Une fois de plus, les énormes bombardiers américains sont
en route vers leurs destinations en Allemagne. Près de 1200 bombardiers lourds
(12000 hommes d’équipage) sont en vol et 550 chasseurs les accompagnent.
La première formation survole notre territoire vers midi en
direction de Munich. Suivent alors d’autres bombardiers, environ 500 Liberators
B-24.
A 12h41, ils se trouvent au dessus de Idar-Oberstein, à
12h47 près de Kaiserslautern, à 12h50 près de Grünstatd. Maintenant leur
objectif est clair: Ludwigshafen.
Lorsqu’ils survolaient toujours Kaiserslautern, toutes les
précautions sont prises pour protéger Ludwigshafen. La Flak, intense et précise
comme le spécifie les rapports américains, est prête à tirer sur les avions
venant de l’ouest et sud ouest.
Cependant, toutes ces mesures ne peuvent pas empêcher les
avions de larguer leurs bombes.
Les bombardiers passeront en 3 vagues entre 12h54 et 13h18,
larguant environ 12000 bombes. Il s’agit de la plus importante attaque sur
Ludwigshafen.
La gare et l’usine I.G.Farben furent particulièrement
touchées.
Le « Hula Wahiné II » portant le N° 42-52467 et piloté par
le Lt Berry faisait partie de la formation. Le Lt Berry et ses hommes étaient
en service depuis à peine 3 semaines, mais ils en étaient déjà à leur 8e
mission.
Une exception est Jack W. Woods, le bombardier. Il a été le
premier membre de cet équipage, il effectuait sa 30e mission à la
fin de laquelle il pouvait retourner aux Etats Unis.
Mais le sort en décida autrement, le « Hula Wahine
II » ne revint pas à la base en Angleterre. « Personne ne peut fournir des informations
sur la disparition de cet appareil » indique succinctement le rapport
américain.
Mais
aujourd'hui nous savons ce qui est arrivé.
Ce 31 juillet 1944, le navigateur habituel de l’équipage du Lt Berry
était en formation
de sorte que Gilbert M. Rubenstein, le bombardier, qui avait en plus
des compétences en navigation, se porta volontaire pour le remplacer.

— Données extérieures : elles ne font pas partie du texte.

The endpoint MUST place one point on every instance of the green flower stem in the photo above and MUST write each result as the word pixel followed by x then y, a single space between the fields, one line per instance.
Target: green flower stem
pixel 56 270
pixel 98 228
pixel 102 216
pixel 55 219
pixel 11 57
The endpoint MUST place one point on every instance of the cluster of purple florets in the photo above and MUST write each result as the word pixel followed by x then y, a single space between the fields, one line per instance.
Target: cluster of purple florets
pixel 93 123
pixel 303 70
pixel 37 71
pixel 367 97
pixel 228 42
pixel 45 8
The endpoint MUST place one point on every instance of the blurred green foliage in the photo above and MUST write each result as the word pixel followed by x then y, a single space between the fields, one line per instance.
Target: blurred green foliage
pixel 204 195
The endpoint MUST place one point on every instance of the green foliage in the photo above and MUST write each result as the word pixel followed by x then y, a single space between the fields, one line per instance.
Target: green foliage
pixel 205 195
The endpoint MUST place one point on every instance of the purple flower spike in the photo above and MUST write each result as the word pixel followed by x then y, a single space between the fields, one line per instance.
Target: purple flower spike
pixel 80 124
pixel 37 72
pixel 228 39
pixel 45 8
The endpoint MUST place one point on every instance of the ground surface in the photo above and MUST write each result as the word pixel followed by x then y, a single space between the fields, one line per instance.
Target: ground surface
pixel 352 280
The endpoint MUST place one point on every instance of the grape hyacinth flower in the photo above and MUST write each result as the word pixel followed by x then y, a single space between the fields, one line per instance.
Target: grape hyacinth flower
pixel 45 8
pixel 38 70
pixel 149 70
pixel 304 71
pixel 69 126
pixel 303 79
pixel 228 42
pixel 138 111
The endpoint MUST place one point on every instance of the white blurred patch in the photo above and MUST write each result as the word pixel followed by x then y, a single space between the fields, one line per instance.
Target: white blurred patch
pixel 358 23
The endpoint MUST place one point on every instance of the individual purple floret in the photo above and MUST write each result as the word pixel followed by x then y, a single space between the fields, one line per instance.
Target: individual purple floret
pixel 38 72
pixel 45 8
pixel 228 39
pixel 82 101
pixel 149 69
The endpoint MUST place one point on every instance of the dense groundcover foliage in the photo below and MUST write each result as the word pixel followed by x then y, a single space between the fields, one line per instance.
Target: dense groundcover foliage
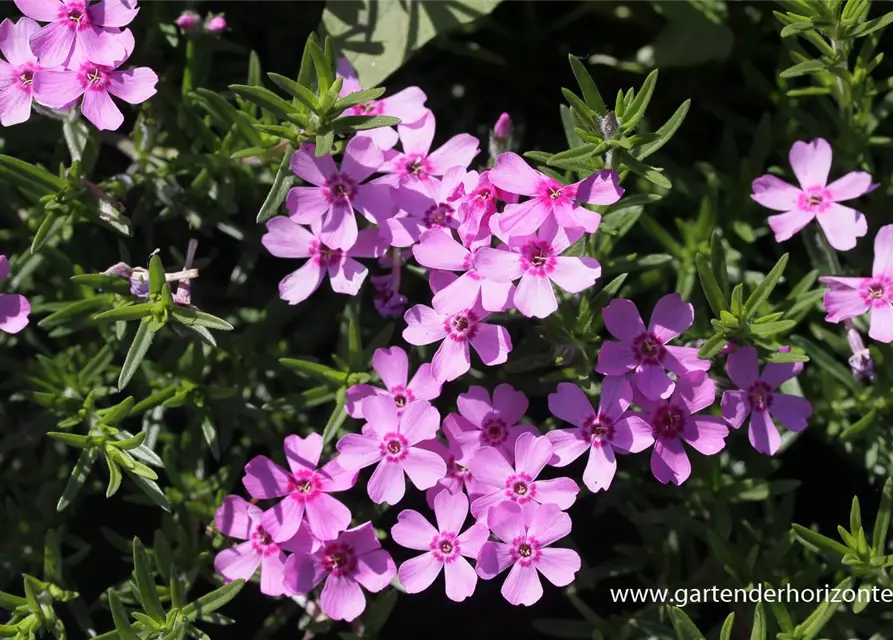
pixel 379 318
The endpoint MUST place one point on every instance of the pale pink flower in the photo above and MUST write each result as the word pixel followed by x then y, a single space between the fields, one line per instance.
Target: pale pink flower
pixel 518 482
pixel 548 197
pixel 286 239
pixel 526 535
pixel 536 261
pixel 238 518
pixel 851 297
pixel 757 397
pixel 305 489
pixel 328 206
pixel 14 308
pixel 390 441
pixel 408 105
pixel 645 352
pixel 438 250
pixel 610 429
pixel 815 199
pixel 355 559
pixel 444 547
pixel 96 83
pixel 392 366
pixel 457 331
pixel 673 421
pixel 79 30
pixel 418 162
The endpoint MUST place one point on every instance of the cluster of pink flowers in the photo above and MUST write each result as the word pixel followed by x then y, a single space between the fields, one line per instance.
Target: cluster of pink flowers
pixel 73 58
pixel 815 199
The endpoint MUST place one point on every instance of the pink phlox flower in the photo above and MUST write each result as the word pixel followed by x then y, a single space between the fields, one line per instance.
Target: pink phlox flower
pixel 815 199
pixel 238 518
pixel 610 429
pixel 757 397
pixel 645 352
pixel 389 441
pixel 536 260
pixel 96 83
pixel 354 560
pixel 408 105
pixel 392 366
pixel 851 297
pixel 417 162
pixel 328 206
pixel 548 197
pixel 482 422
pixel 439 250
pixel 458 332
pixel 444 547
pixel 673 421
pixel 287 239
pixel 14 307
pixel 525 535
pixel 17 72
pixel 304 489
pixel 518 483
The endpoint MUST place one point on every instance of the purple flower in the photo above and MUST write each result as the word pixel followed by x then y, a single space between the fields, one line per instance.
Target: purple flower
pixel 96 83
pixel 612 428
pixel 438 250
pixel 548 197
pixel 674 421
pixel 305 490
pixel 850 297
pixel 526 535
pixel 237 518
pixel 815 199
pixel 79 30
pixel 355 559
pixel 392 366
pixel 444 547
pixel 645 351
pixel 536 261
pixel 519 484
pixel 329 205
pixel 286 239
pixel 14 308
pixel 390 441
pixel 757 397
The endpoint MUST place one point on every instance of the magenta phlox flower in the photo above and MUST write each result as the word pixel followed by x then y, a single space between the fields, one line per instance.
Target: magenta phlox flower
pixel 674 421
pixel 851 297
pixel 444 547
pixel 389 441
pixel 518 482
pixel 525 535
pixel 79 30
pixel 645 352
pixel 238 518
pixel 548 197
pixel 304 489
pixel 392 366
pixel 14 307
pixel 610 429
pixel 417 161
pixel 536 260
pixel 814 199
pixel 354 560
pixel 757 397
pixel 287 239
pixel 328 206
pixel 439 250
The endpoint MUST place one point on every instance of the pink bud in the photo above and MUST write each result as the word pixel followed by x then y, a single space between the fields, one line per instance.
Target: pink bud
pixel 503 127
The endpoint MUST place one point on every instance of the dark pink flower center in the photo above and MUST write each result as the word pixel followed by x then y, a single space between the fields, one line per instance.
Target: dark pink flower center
pixel 648 349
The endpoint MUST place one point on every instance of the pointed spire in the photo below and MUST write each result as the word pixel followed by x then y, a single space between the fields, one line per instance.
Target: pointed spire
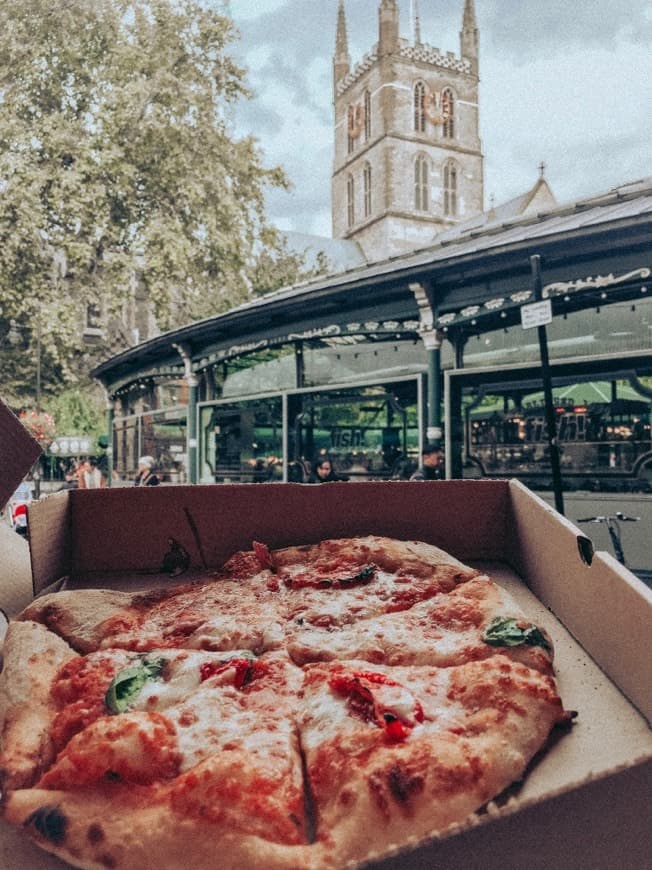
pixel 341 40
pixel 470 35
pixel 388 17
pixel 469 22
pixel 341 58
pixel 417 24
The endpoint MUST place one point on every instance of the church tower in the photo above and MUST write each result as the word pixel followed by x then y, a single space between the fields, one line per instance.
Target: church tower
pixel 408 157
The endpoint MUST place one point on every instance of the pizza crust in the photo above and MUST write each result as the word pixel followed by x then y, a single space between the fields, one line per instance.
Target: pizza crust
pixel 33 655
pixel 294 771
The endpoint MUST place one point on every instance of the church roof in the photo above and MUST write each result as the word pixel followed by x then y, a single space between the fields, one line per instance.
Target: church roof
pixel 341 254
pixel 539 198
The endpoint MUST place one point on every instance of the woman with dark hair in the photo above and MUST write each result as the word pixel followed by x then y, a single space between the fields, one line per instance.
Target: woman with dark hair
pixel 146 476
pixel 323 472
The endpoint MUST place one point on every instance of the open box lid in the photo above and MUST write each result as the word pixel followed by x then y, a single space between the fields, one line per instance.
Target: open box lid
pixel 18 453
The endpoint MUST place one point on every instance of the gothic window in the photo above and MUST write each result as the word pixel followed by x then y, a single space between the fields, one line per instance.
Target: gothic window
pixel 420 107
pixel 350 201
pixel 450 188
pixel 367 115
pixel 367 189
pixel 421 178
pixel 448 104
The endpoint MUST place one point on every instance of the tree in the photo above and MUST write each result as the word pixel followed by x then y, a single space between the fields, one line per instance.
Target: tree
pixel 117 164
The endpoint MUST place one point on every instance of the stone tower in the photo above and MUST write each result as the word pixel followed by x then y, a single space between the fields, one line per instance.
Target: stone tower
pixel 408 157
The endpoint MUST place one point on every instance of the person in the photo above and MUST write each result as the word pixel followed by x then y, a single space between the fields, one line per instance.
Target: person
pixel 91 477
pixel 146 476
pixel 432 464
pixel 18 508
pixel 323 472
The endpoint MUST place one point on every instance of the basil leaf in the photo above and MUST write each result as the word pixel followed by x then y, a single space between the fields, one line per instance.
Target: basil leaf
pixel 507 631
pixel 127 684
pixel 363 576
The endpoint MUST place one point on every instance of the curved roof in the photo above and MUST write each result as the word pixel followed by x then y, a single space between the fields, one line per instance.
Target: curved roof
pixel 461 269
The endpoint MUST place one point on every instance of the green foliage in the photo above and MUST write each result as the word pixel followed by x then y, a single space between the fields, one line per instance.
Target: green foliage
pixel 78 413
pixel 116 161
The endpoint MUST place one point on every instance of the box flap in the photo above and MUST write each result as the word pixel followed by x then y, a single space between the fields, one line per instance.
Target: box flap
pixel 18 452
pixel 604 606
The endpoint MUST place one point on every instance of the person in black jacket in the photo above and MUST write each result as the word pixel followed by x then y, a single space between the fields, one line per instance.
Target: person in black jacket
pixel 322 471
pixel 146 476
pixel 432 464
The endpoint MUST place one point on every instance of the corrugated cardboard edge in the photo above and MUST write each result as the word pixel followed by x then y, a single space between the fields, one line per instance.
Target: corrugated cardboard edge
pixel 50 540
pixel 18 452
pixel 526 834
pixel 138 521
pixel 619 637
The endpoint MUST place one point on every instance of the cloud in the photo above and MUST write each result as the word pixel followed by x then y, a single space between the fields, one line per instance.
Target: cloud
pixel 566 83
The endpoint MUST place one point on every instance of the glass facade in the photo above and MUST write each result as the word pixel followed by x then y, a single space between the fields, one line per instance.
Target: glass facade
pixel 369 431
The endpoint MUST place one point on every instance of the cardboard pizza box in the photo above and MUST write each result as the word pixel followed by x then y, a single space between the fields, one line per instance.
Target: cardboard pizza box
pixel 584 802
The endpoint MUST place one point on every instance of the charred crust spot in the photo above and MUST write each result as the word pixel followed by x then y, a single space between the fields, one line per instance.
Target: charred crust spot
pixel 95 834
pixel 49 822
pixel 403 784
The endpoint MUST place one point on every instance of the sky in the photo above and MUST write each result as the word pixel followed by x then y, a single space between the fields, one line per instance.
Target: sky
pixel 566 82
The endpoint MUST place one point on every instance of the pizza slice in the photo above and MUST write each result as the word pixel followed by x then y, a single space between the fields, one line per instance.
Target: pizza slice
pixel 223 614
pixel 397 754
pixel 470 622
pixel 170 740
pixel 340 581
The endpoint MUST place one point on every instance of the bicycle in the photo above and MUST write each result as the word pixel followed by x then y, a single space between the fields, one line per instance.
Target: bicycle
pixel 613 527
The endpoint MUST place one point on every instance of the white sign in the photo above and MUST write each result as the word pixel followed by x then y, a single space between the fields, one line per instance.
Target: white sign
pixel 536 314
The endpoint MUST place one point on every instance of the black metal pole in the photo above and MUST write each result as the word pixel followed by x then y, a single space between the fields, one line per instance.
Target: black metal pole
pixel 551 419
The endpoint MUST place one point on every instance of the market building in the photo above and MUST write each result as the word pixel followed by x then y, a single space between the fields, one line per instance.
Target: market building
pixel 353 364
pixel 417 332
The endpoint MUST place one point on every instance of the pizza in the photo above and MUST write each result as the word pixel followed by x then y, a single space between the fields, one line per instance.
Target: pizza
pixel 306 707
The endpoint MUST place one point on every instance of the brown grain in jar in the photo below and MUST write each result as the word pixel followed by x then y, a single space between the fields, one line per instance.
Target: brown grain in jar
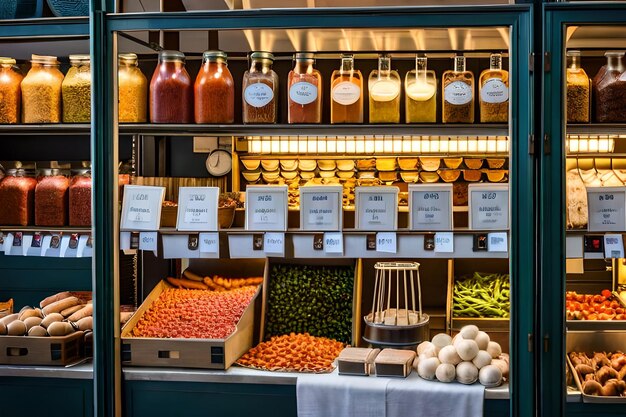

Auparavant, Rubenstein avait déjà assuré le Lt Berry qu’il était prêt à
assurer la fonction de navigateur en cas de nécessité. Le moment était venu de
faire ses preuves.
Comme prévu, le « Hula Wahiné II
» décolla le matin à 09h25 de la base Bungay, et rejoignit la formation à 11h15
au dessus de sur Great Yarmouth. La formation se dirigea alors à 11h44 vers la
côte française à une altitude de 7600 m. Direction: Ludwigshafen.
- Mais les problèmes
commencèrent bientôt, ainsi que le raconte Jack Woods :
« Lorsque la
cible approcha, le système de largage des bombes fut activé, mais les bombes ne
tombèrent pas. Le Lt Berry ordonna alors à notre navigateur Rubenstein de les
débloquer avec la poignée appropriée.
Pendant ce temps, nous volions tout droit et nous ne
suivions plus les autres avions. Juste au moment où les bombes tombèrent
finalement, nous fûmes touchés par la flak ce qui mit les moteurs 3 et 4 hors
service. Notre pilote dut utiliser toute son expérience de pilotage pour
maintenir le B-24 en vol. Nous jetâmes tout ce qui était superflu par dessus
bord afin d’alléger l’avion: munitions, mitrailleuses, vestes anti flak,
équipements de vol. »
Après avoir quitté la formation, le B-24 continua de perdre de
l’altitude malgré toutes les mesures prises. Le Liberator, qui volait
maintenant seul, se dirigeait comme prévu initialement vers le nord ouest en
direction de la Belgique et de l’Angleterre.
A de multiples reprises, le Lt Berry essaya désespérément d’obtenir le
plus rapidement possible de Rubenstein un cap pour se diriger vers une zone de
France occupée par les alliés.
Mais Rubenstein était submergé par cela. Un temps précieux passa.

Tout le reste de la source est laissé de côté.